On a day where our General Assembly still has made no progress toward a new budget that amply funds public schools, where a state supreme court overturned the dictates of the LEANDRO court decision, and a looming deficit in our local school system, it is easy to feel some anger on this day toward our elected officials.
Yes, we need more wrap-around services in our schools. We need more nurses, counselors, and social workers. We need to do something about overcrowded schools and these large class sizes. We need to address having more people in our schools to work with students. We need to talk about guns and mental health.
But we need to really start looking at all schools as “our” schools. That means actively looking at every school we support with our constitutional obligation as a state as the very school that teaches “our” children.

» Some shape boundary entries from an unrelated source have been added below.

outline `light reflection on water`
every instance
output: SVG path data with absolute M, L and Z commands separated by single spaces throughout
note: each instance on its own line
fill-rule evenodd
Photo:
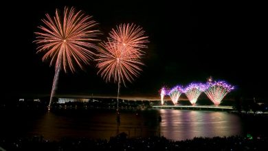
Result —
M 19 113 L 0 115 L 0 135 L 42 135 L 57 140 L 64 137 L 109 139 L 119 131 L 130 137 L 164 136 L 182 140 L 194 137 L 241 135 L 242 122 L 236 115 L 226 112 L 145 110 L 121 112 L 116 122 L 115 111 L 58 111 L 42 114 Z M 161 121 L 158 121 L 159 115 Z M 10 120 L 12 119 L 12 120 Z
M 161 135 L 175 140 L 243 135 L 240 117 L 226 112 L 159 110 Z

What happened near Mt. Tabor High School today and Thomas Jefferson Middle School on Monday are not isolated events. If the years since Columbine has shown our country anything, it is that no school is immune from acts of violence and tragedy.
I do not know many people who would not try and move heaven and earth if it meant the well-being and safety of their own children.
The students at Mt. Tabor and TJMS are “our” kids. The educators at those schools teach “our” kids. The public servants who went to these campuses were there for “our” kids.
Loving “our” kids means more than just thoughts and prayers.
Loving “our” kids requires taking action and making investments in schools that do not always start out with a bottom line financially.